Bei den Protesten in der südkurdischen Stadt Kerkûk (Kirkuk) im Norden des Iraks hat es zwei weitere Tote gegeben. Die beiden Kurden erlagen am späten Samstagabend beziehungsweise in der Nacht zum Sonntag ihren Schussverletzungen, hieß es aus Kreisen der örtlichen Gesundheitsbehörde. Damit ist die Zahl der Todesopfer auf vier gestiegen. Drei von ihnen sei in die Brust geschossen worden, einem vierten in den Kopf. Die Zahl der Verletzten erhöhte sich auf fünfzehn. Sie seien von „Kugeln, Steinen oder Glas“ getroffen worden, sagte Gesundheitsamtsleiter Ziad Khalaf.

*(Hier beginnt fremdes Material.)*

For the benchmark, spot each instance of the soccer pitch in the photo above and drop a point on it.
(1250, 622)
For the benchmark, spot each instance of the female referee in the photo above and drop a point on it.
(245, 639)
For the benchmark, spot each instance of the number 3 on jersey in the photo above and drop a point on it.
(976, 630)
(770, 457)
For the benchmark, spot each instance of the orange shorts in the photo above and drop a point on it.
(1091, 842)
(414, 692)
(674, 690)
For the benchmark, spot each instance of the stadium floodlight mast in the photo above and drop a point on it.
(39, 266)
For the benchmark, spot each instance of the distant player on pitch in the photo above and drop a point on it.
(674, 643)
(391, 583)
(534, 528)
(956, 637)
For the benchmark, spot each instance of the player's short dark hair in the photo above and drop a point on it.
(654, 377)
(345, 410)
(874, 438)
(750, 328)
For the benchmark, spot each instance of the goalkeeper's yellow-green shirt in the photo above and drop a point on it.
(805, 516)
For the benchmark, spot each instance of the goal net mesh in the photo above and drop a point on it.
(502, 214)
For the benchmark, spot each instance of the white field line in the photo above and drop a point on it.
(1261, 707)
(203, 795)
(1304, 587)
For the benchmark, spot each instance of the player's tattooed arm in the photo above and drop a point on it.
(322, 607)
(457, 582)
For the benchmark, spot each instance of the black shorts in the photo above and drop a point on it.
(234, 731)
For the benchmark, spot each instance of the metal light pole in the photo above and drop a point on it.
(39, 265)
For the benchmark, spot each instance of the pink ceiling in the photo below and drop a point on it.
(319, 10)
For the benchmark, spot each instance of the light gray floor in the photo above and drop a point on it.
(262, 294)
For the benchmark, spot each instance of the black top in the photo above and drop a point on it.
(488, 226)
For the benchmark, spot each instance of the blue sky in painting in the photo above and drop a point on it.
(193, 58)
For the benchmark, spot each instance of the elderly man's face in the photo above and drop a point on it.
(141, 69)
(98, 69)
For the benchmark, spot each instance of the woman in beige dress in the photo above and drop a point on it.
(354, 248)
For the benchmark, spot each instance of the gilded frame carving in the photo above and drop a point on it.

Unter ihnen befänden sich auch drei Angehörige der Sicherheitskräfte.
Auslöser der Proteste im Bezirk Rahimawa im nördlichen Teil von Kerkûk war die Belagerung der Fernstraße nach Hewlêr (Erbil), der Hauptstadt der Kurdistan-Region Irak (KRI), durch einen Sitzstreik arabischer und turkmenischer Demonstranten. Seit dem vergangenen Wochenende blockieren die größtenteils aus Bagdad und Diyala angereisten Männer mit einem Protestzelt nahe dem Hauptquartier irakischer Truppen den wichtigen Verbindungsweg, weil sie gegen die Übergabe des Gebäudes an die PDK („Demokratische Partei Kurdistans“) sind.
Das Gelände war bis vor sechs Jahren noch im Besitz der PDK. Als die südkurdischen Kräfte im Zuge eines von PDK-Chef Mesûd Barzanî durchgesetzten umstrittenen Unabhängigkeitsreferendums 2017 schwere territoriale Verluste hinnehmen mussten, zogen sie sich unter anderem auch aus Kerkûk zurück. Seither wurde das blockierte Gebäude vom Einsatzkommando der irakischen Streitkräfte genutzt. Vergangene Woche wies Ministerpräsident Mohammed Schia al-Sudani seine Truppen an, das Areal zurück an die PDK zu übergeben. In verschiedenen politischen Lagern sorgte die Anordnung für Verstimmung.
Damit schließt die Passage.